# Learn More about Dodging and Burning



## RedEye (Mar 3, 2012)

Does anyone know of any resources which can help me learn more about dodging and burning? This seems to be part of the formula for sucess in the discerning eyes of timeless photographers and I would an opportunity to learn more about the correct use of these processes. Note, I do most of my PP on Lightroom3.

Thanks!


----------



## MikeHunt (Mar 3, 2012)

RedEye said:


> Does anyone know of any resources which can help me learn more about dodging and burning? This seems to be part of the formula for sucess in the discerning eyes of timeless photographers and I would an opportunity to learn more about the correct use of these processes. Note, I do most of my PP on Lightroom3.
> 
> Thanks!



Don't know too much about LR3 as I use Photoshop CS5.1 Extended. Although I have got a copy of a video tutorial called "High End Techniques" with an entire section entitled Part 3 The Art of Dodge & Burn (Part 3 of 3) check out their website:

http://www.digitalphotoshopretouching.com/order-retouching-dvd/retouching-tutorials-dvd-3


----------



## Mt Spokane Photography (Mar 4, 2012)

RedEye said:


> Does anyone know of any resources which can help me learn more about dodging and burning? This seems to be part of the formula for sucess in the discerning eyes of timeless photographers and I would an opportunity to learn more about the correct use of these processes. Note, I do most of my PP on Lightroom3.
> 
> Thanks!



I'd get a good LR 4 book. Its a easy technique, and most of the time there is no need to use photoshop since you can have multiple layers in lightroom as well. A wacom tablet can be a handy tool for dodging or burning as well.


----------



## crasher7 (Mar 4, 2012)

Making your own dodging tools is fun! Oh you mean on a computer…… not as much fun.


----------



## RedEye (Mar 4, 2012)

MikeHunt said:


> RedEye said:
> 
> 
> > Does anyone know of any resources which can help me learn more about dodging and burning?
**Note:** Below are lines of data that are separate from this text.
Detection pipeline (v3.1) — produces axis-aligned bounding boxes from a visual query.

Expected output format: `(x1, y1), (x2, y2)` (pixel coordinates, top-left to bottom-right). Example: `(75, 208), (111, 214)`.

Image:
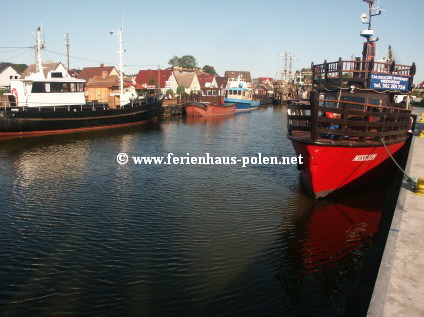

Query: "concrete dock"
(367, 116), (424, 316)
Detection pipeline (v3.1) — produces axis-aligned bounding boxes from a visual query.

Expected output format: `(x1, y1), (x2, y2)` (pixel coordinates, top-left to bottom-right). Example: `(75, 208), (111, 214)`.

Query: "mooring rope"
(380, 137), (416, 187)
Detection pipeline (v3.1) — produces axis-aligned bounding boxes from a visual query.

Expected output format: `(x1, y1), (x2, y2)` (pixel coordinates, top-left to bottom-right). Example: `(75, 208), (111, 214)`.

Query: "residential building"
(21, 62), (70, 79)
(0, 64), (20, 88)
(135, 69), (176, 93)
(224, 71), (252, 83)
(197, 73), (217, 89)
(215, 77), (228, 89)
(174, 71), (201, 94)
(77, 64), (119, 82)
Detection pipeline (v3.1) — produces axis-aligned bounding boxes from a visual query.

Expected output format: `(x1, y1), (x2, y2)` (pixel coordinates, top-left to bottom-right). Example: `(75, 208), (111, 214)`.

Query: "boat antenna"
(65, 30), (70, 73)
(110, 25), (125, 106)
(32, 25), (45, 76)
(360, 0), (382, 61)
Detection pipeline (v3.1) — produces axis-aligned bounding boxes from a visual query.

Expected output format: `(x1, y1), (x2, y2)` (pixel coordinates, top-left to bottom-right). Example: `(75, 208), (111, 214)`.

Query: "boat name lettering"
(352, 154), (377, 162)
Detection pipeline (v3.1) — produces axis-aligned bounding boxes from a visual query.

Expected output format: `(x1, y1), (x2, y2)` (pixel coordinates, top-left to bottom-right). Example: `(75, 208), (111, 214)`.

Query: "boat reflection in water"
(275, 185), (387, 315)
(184, 115), (235, 126)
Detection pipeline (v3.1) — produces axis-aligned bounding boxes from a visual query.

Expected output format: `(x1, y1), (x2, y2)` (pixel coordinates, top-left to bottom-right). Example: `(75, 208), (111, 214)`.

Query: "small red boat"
(287, 0), (416, 198)
(185, 102), (235, 117)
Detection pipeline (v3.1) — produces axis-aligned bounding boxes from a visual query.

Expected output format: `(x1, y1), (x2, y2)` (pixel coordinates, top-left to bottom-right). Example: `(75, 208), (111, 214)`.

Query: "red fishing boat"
(185, 101), (236, 117)
(287, 0), (416, 198)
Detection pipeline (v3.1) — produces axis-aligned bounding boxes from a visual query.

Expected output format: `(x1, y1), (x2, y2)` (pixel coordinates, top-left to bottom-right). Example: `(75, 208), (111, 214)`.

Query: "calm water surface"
(0, 106), (387, 316)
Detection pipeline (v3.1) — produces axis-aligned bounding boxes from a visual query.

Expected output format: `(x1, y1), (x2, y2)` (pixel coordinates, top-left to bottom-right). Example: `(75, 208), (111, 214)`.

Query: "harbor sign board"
(369, 74), (409, 92)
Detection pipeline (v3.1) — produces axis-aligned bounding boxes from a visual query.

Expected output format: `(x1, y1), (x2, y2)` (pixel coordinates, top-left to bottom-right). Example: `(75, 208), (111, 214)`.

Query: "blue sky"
(1, 0), (423, 83)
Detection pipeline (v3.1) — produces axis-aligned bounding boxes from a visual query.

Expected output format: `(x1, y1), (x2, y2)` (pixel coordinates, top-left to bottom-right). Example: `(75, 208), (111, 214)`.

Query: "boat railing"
(0, 93), (163, 112)
(287, 92), (411, 145)
(312, 58), (416, 89)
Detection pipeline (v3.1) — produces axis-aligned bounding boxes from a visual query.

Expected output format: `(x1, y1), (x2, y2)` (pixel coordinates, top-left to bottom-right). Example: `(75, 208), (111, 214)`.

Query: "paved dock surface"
(368, 121), (424, 316)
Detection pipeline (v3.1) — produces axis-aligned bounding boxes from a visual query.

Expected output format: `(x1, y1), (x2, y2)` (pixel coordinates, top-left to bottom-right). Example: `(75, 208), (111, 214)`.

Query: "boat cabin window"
(31, 82), (85, 93)
(341, 95), (365, 111)
(32, 82), (46, 93)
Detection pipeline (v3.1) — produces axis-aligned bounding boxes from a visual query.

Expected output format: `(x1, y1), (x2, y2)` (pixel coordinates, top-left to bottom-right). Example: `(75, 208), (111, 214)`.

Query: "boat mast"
(33, 26), (45, 76)
(110, 26), (125, 106)
(360, 0), (382, 61)
(65, 30), (70, 72)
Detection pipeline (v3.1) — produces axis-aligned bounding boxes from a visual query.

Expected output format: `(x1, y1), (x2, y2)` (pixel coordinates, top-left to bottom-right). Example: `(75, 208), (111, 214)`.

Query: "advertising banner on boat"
(369, 74), (409, 92)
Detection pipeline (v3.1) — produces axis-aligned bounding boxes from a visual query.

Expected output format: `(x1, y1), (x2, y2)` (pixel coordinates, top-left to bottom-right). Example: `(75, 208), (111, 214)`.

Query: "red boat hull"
(291, 141), (405, 198)
(185, 103), (235, 117)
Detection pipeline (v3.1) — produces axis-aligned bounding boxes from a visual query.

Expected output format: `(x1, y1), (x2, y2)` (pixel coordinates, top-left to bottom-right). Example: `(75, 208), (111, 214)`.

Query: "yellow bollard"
(415, 178), (424, 196)
(420, 131), (424, 138)
(419, 118), (424, 123)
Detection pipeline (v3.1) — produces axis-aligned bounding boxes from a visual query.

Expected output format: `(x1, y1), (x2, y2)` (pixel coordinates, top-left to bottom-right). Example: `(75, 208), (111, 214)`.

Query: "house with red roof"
(215, 77), (228, 89)
(196, 73), (217, 89)
(258, 77), (274, 86)
(77, 64), (119, 82)
(135, 69), (177, 93)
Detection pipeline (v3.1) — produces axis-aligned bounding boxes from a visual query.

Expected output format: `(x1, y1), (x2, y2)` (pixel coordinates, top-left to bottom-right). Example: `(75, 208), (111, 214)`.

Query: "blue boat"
(224, 75), (260, 111)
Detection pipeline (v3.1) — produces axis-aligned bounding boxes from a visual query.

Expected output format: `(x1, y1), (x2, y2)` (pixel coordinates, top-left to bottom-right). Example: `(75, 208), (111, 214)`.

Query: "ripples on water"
(0, 106), (387, 316)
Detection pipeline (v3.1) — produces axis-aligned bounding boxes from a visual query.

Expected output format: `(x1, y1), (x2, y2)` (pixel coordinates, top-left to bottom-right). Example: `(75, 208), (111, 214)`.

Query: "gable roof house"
(174, 72), (201, 94)
(21, 62), (70, 79)
(0, 64), (20, 88)
(135, 69), (176, 93)
(196, 73), (217, 89)
(77, 64), (119, 82)
(224, 71), (252, 83)
(215, 76), (228, 89)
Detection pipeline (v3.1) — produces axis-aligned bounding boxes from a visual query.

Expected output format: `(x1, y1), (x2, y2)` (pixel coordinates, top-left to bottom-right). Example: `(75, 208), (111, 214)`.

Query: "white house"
(21, 62), (71, 79)
(174, 72), (201, 94)
(0, 64), (20, 88)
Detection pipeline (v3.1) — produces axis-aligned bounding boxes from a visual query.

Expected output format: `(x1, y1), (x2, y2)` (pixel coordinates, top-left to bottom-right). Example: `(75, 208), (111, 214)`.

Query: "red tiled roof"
(135, 69), (173, 88)
(215, 76), (228, 89)
(197, 74), (215, 88)
(258, 77), (273, 83)
(77, 66), (117, 82)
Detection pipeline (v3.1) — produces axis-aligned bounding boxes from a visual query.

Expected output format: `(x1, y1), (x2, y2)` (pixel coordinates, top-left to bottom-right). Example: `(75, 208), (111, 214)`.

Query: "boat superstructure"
(225, 75), (260, 111)
(287, 0), (416, 198)
(0, 26), (163, 138)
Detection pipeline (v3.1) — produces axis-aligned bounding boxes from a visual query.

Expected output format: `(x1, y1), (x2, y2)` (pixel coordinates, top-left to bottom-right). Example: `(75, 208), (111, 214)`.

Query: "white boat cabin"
(10, 73), (86, 108)
(226, 76), (254, 101)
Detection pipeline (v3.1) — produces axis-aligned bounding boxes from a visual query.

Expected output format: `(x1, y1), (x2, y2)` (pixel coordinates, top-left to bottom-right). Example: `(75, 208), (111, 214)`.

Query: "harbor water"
(0, 106), (389, 316)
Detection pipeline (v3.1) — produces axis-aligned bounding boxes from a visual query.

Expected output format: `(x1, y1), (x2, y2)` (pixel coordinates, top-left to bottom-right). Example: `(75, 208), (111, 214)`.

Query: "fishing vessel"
(225, 75), (260, 111)
(0, 27), (163, 138)
(287, 0), (416, 198)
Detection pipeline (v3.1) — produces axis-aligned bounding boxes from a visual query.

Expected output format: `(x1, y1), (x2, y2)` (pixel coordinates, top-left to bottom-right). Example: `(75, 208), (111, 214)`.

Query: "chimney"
(102, 71), (108, 79)
(100, 63), (105, 67)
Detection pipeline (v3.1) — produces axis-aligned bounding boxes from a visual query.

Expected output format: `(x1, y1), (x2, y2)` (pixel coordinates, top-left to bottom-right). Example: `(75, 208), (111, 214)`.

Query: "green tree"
(168, 56), (180, 67)
(165, 89), (174, 97)
(179, 55), (197, 68)
(148, 75), (157, 87)
(176, 85), (185, 95)
(168, 55), (198, 69)
(202, 65), (217, 75)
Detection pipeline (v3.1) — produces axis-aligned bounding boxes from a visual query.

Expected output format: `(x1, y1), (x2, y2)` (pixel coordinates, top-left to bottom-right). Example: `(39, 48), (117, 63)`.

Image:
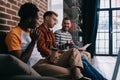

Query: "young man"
(5, 2), (43, 67)
(36, 11), (91, 80)
(54, 17), (107, 80)
(54, 17), (91, 62)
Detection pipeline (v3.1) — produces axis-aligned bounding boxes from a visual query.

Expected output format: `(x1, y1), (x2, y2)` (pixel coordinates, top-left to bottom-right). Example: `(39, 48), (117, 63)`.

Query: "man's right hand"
(30, 28), (41, 42)
(49, 51), (62, 64)
(65, 41), (74, 46)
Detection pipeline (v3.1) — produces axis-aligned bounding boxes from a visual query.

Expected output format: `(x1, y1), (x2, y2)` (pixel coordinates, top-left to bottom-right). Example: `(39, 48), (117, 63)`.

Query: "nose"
(65, 24), (68, 26)
(54, 21), (58, 26)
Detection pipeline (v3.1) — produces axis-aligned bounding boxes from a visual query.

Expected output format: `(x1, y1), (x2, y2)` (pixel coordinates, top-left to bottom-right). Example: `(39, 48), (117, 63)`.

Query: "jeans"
(82, 58), (107, 80)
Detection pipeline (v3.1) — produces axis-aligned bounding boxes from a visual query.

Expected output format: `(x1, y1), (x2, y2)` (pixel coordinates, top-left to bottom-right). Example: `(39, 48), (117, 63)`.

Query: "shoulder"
(7, 26), (22, 38)
(38, 24), (47, 33)
(54, 29), (62, 34)
(38, 24), (44, 31)
(67, 31), (72, 35)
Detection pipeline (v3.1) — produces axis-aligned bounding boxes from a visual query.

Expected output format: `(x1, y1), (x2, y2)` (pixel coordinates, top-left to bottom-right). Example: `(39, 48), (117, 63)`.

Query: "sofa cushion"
(0, 54), (40, 76)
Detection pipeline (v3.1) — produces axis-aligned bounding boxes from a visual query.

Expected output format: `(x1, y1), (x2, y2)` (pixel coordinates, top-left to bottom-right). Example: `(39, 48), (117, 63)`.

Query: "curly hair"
(18, 2), (39, 20)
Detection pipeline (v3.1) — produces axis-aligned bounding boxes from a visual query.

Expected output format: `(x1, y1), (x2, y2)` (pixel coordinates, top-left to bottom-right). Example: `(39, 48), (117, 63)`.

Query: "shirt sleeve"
(5, 32), (21, 52)
(37, 32), (51, 57)
(54, 31), (60, 45)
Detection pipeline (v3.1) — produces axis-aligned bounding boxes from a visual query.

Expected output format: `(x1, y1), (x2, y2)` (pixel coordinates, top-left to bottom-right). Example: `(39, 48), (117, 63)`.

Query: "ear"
(45, 16), (49, 21)
(28, 17), (32, 22)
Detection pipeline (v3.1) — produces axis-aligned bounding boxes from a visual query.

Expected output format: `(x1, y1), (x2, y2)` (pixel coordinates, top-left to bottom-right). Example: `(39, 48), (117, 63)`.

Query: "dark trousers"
(82, 58), (107, 80)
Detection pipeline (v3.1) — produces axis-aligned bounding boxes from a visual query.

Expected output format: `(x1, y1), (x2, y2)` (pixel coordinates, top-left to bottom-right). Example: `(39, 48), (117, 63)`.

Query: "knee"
(71, 48), (80, 55)
(85, 52), (91, 58)
(82, 52), (91, 63)
(72, 48), (79, 53)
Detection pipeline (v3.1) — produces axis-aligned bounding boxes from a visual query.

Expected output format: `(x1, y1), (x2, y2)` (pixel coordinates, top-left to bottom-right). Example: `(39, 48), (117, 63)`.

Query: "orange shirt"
(37, 24), (58, 57)
(5, 26), (42, 66)
(5, 26), (22, 51)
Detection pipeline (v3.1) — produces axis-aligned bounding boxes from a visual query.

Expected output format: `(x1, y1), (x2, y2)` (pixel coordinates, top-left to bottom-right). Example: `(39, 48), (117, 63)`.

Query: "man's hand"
(65, 41), (74, 46)
(30, 28), (41, 42)
(78, 43), (92, 51)
(49, 51), (62, 64)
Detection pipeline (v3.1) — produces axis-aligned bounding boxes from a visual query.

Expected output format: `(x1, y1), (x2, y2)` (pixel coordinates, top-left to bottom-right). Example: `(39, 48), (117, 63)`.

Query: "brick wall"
(0, 0), (48, 31)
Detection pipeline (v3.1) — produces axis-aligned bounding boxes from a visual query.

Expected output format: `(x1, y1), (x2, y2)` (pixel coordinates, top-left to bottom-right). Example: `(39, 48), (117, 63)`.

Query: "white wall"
(48, 0), (63, 32)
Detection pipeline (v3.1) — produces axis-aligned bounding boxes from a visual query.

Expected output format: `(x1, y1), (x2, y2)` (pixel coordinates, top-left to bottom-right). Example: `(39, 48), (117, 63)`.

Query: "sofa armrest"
(0, 54), (40, 76)
(1, 75), (60, 80)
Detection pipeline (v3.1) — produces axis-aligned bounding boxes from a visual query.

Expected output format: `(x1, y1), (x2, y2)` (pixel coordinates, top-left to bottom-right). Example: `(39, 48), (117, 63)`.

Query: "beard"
(29, 22), (37, 29)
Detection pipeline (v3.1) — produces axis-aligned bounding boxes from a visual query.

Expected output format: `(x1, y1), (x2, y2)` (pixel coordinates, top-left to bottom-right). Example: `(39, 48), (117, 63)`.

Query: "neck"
(43, 22), (49, 29)
(62, 28), (67, 33)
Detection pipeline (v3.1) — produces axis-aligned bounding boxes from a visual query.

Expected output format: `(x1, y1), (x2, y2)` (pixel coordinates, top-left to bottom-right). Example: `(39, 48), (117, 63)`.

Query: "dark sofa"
(0, 31), (61, 80)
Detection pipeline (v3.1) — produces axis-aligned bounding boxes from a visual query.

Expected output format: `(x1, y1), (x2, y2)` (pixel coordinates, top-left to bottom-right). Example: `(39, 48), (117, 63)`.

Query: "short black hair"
(63, 17), (70, 21)
(43, 11), (58, 19)
(18, 2), (39, 20)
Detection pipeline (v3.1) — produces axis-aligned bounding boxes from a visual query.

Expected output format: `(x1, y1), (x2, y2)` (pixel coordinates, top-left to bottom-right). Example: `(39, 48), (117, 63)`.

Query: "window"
(96, 0), (120, 55)
(48, 0), (63, 32)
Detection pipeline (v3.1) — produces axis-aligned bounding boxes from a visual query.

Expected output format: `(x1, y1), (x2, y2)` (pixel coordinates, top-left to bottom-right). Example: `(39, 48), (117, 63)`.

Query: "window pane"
(100, 0), (110, 8)
(96, 11), (109, 54)
(112, 10), (120, 54)
(98, 11), (109, 32)
(111, 0), (120, 8)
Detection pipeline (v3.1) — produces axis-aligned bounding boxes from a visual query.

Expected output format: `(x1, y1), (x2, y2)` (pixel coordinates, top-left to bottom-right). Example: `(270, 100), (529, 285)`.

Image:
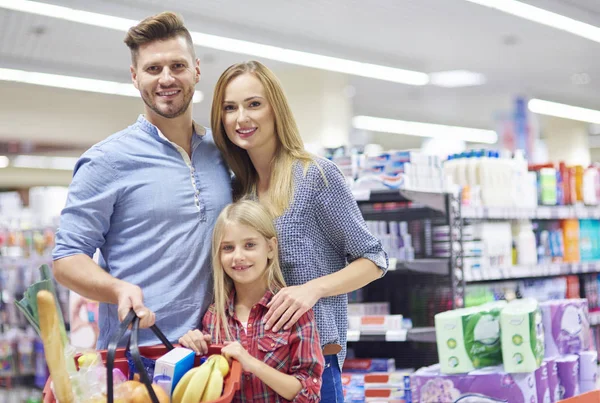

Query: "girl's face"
(221, 73), (277, 156)
(219, 222), (276, 289)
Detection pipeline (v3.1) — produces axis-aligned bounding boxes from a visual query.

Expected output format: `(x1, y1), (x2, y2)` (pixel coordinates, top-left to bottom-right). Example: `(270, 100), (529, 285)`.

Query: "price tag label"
(347, 330), (360, 342)
(385, 329), (408, 342)
(537, 207), (551, 219)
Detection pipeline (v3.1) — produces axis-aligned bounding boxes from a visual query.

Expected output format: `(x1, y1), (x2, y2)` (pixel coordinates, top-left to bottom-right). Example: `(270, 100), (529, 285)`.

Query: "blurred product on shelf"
(68, 292), (100, 350)
(0, 187), (69, 390)
(341, 357), (414, 403)
(333, 150), (446, 193)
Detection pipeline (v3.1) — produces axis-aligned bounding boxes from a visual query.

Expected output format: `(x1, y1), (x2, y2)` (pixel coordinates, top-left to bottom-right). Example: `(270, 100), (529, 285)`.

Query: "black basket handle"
(106, 310), (174, 403)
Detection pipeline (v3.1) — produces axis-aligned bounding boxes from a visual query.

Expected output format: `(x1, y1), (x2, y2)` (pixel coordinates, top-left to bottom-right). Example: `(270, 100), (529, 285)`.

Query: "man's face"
(130, 36), (199, 119)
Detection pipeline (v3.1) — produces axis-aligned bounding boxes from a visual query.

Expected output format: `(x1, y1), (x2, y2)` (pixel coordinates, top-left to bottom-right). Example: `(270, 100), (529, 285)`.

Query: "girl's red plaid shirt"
(202, 290), (324, 402)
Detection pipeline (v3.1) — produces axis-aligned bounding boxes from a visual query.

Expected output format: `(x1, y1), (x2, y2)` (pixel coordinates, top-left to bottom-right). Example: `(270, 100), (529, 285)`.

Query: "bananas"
(172, 355), (228, 403)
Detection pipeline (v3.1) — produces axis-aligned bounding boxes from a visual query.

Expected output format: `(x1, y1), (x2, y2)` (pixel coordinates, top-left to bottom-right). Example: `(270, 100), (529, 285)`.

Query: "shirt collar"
(136, 114), (205, 146)
(225, 288), (278, 317)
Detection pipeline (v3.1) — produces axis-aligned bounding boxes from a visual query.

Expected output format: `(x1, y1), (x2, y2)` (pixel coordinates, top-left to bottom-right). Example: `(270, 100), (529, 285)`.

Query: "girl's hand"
(178, 330), (212, 355)
(221, 341), (257, 372)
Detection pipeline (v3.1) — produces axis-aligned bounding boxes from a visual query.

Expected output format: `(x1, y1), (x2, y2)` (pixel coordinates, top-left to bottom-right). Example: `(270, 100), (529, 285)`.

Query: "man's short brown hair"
(124, 12), (195, 65)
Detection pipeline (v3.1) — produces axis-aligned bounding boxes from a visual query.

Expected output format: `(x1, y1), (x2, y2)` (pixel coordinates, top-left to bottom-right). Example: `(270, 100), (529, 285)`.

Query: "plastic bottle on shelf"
(515, 220), (538, 266)
(512, 149), (528, 207)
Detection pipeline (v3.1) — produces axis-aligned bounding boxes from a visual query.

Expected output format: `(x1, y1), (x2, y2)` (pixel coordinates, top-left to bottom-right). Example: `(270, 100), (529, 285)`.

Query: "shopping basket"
(43, 310), (241, 403)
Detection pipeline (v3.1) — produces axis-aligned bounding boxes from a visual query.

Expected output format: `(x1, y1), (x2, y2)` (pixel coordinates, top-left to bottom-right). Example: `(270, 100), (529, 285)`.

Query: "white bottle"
(516, 220), (537, 266)
(512, 149), (528, 208)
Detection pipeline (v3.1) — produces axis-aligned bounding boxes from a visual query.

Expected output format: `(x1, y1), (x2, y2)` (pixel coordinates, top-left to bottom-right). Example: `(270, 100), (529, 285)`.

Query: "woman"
(211, 60), (388, 401)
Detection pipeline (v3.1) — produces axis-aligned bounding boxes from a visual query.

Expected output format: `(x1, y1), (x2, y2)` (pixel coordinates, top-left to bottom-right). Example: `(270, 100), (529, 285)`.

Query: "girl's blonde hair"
(211, 199), (287, 342)
(211, 60), (317, 217)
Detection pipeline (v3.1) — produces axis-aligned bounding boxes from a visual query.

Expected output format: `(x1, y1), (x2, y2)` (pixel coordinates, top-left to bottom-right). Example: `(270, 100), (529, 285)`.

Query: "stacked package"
(342, 358), (413, 402)
(416, 298), (598, 403)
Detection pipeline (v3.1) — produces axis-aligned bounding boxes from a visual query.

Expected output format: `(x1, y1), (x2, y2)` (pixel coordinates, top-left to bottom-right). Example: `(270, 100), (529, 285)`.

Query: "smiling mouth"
(232, 265), (252, 271)
(156, 90), (181, 97)
(236, 127), (257, 138)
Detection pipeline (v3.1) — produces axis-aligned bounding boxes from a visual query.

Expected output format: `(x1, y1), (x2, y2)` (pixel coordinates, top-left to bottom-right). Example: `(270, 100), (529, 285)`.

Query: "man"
(53, 12), (232, 349)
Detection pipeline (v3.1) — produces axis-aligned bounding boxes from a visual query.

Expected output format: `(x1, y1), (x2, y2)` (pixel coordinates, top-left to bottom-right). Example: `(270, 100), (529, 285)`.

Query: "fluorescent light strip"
(528, 99), (600, 124)
(0, 0), (429, 86)
(0, 68), (203, 102)
(12, 155), (79, 170)
(464, 0), (600, 43)
(352, 115), (498, 144)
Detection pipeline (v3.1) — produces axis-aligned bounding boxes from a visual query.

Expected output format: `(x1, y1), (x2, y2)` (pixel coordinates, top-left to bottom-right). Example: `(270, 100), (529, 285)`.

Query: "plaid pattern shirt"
(202, 290), (324, 402)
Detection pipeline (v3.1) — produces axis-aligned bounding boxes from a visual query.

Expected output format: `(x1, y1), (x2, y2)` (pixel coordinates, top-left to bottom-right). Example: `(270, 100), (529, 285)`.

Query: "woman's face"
(221, 73), (277, 156)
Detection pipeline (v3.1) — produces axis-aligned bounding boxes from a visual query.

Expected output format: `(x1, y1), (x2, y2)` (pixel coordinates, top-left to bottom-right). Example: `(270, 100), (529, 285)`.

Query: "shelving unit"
(351, 188), (600, 368)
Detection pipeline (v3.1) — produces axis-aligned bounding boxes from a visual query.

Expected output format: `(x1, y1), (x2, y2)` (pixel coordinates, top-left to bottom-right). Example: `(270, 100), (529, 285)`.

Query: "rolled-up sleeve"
(289, 310), (324, 403)
(315, 161), (389, 275)
(53, 148), (120, 260)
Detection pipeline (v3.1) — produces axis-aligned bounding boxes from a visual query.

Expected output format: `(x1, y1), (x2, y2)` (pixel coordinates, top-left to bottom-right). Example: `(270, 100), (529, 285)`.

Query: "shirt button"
(271, 342), (275, 347)
(248, 323), (252, 327)
(313, 378), (318, 383)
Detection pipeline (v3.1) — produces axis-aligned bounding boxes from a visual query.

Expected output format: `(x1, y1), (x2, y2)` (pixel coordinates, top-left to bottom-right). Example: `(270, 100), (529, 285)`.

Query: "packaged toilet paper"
(578, 350), (598, 394)
(540, 299), (591, 357)
(411, 365), (537, 403)
(435, 301), (506, 373)
(556, 355), (580, 399)
(535, 362), (551, 403)
(501, 298), (545, 372)
(544, 358), (561, 403)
This seems to be part of the formula for sucess in the discerning eyes of timeless photographers and I would an opportunity to learn more about the correct use of these processes. Note, I do most of my PP on Lightroom3.
> ...



Thanks for the link. Along this avenue what I'm after is not so much instruction for software user interface, but rather a more academic study of the arts of dodging and burning, from a philosophical and artistic perspective, studying the great masters, A. Adams for instance. Thanks for the help, appreciate it.


----------



## wickidwombat (Mar 6, 2012)

This is a really helpfull tutorial for doing it in photoshop using masks
http://www.photoshopessentials.com/photo-editing/dodge-burn/

that site is a really good resource for anything photoshop


----------



## RedEye (Mar 12, 2012)

Thanks!


----------